Phase 2 Trial of Topical Thykamine in Adults With Mild to Moderate Atopic Dermatitis

Background: Atopic dermatitis is a common skin disorder for which there remains an unmet need for topical pharmacotherapies that are safe and effective. This phase 2 study assessed the efficacy and safety of 3 dosages of PUR 0110 (Thykamine; Devonian Health Group Inc.) cream (0.05%, 0.1%, and 0.25%) compared to vehicle for treatment of adults with mild to moderate atopic dermatitis.

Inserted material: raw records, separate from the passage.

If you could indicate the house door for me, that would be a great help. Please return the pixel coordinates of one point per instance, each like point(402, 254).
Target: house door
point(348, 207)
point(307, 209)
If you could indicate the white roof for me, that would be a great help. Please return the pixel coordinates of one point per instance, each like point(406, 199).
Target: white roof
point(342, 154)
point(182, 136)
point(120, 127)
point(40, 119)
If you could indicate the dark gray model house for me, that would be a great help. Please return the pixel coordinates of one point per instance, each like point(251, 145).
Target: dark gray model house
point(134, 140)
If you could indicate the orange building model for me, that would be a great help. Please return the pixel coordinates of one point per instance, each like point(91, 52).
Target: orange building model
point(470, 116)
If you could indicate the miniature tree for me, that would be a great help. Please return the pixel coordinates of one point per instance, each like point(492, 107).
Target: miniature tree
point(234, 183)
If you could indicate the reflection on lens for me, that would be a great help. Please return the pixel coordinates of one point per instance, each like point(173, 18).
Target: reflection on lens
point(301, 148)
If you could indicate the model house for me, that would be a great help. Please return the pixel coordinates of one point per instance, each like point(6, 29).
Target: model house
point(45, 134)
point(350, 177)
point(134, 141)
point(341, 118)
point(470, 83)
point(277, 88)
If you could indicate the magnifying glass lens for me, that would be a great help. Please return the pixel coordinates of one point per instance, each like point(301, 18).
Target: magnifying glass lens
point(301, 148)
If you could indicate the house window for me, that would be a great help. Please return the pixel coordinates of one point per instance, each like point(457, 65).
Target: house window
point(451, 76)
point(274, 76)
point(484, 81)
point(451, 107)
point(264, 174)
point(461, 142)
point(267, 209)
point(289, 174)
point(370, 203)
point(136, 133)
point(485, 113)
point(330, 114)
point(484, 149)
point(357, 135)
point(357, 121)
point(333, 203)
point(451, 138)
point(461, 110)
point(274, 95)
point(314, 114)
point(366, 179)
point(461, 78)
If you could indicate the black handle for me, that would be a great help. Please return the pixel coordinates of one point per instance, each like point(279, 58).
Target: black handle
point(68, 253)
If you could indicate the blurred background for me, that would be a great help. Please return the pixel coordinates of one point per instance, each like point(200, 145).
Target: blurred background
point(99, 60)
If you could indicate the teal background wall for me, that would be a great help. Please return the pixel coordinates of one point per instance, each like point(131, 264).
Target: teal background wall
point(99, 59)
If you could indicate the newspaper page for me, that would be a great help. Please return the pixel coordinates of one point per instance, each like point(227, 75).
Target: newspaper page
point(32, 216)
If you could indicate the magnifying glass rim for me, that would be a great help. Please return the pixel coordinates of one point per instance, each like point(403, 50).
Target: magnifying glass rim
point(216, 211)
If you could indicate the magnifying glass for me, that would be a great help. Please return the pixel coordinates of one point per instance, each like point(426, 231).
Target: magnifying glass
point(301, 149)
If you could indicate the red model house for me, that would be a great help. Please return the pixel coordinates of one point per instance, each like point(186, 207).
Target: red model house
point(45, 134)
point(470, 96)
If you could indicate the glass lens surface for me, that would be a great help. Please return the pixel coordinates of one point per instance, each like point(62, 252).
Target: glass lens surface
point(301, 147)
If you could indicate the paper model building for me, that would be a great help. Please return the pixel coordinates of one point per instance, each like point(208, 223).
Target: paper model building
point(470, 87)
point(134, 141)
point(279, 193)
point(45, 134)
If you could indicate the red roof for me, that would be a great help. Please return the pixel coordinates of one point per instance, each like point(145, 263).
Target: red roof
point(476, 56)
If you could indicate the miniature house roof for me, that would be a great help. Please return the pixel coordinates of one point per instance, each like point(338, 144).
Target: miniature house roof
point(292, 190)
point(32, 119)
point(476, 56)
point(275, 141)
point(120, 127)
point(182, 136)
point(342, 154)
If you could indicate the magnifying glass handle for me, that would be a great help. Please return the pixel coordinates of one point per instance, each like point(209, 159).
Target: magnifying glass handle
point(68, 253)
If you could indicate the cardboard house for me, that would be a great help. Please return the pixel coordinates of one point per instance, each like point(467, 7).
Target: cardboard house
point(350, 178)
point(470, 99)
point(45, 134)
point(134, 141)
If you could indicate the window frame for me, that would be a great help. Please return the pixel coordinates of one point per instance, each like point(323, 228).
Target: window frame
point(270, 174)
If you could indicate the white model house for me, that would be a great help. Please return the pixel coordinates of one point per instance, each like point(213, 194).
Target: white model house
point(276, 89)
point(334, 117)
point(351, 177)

The primary efficacy endpoint was the proportion of patients with an Investigator's Global Assessment (IGA) of clear/almost clear and with a decrease from baseline score of at least 2 grades at day 29. Key secondary efficacy endpoints included change from baseline to day 29 in IGA, percent body surface area (%BSA) affected, Eczema Area and Severity Index (EASI) score, pruritus, and quality of life. Safety outcomes included the incidence of local and systemic adverse events. The primary efficacy endpoint was met with PUR 0110 cream 0.10% compared to vehicle (30.8% vs 6.7%, respectively, P=.014). Most secondary endpoints also favored PUR 0110 cream 0.10% vs vehicle, including change from baseline to day 29 in IGA score, %BSA affected, pruritus, and patient-reported quality of life. Adverse events occurred at a similar rate in all treatment groups; most were mild to moderate in intensity and were infrequently associated with study withdrawal. PUR 0110 cream 0.10% demonstrated rapid improvement in signs and symptoms of atopic dermatitis. This observation, along with its favorable safety and tolerability profile, could make it a useful therapeutic option for the treatment of atopic dermatitis.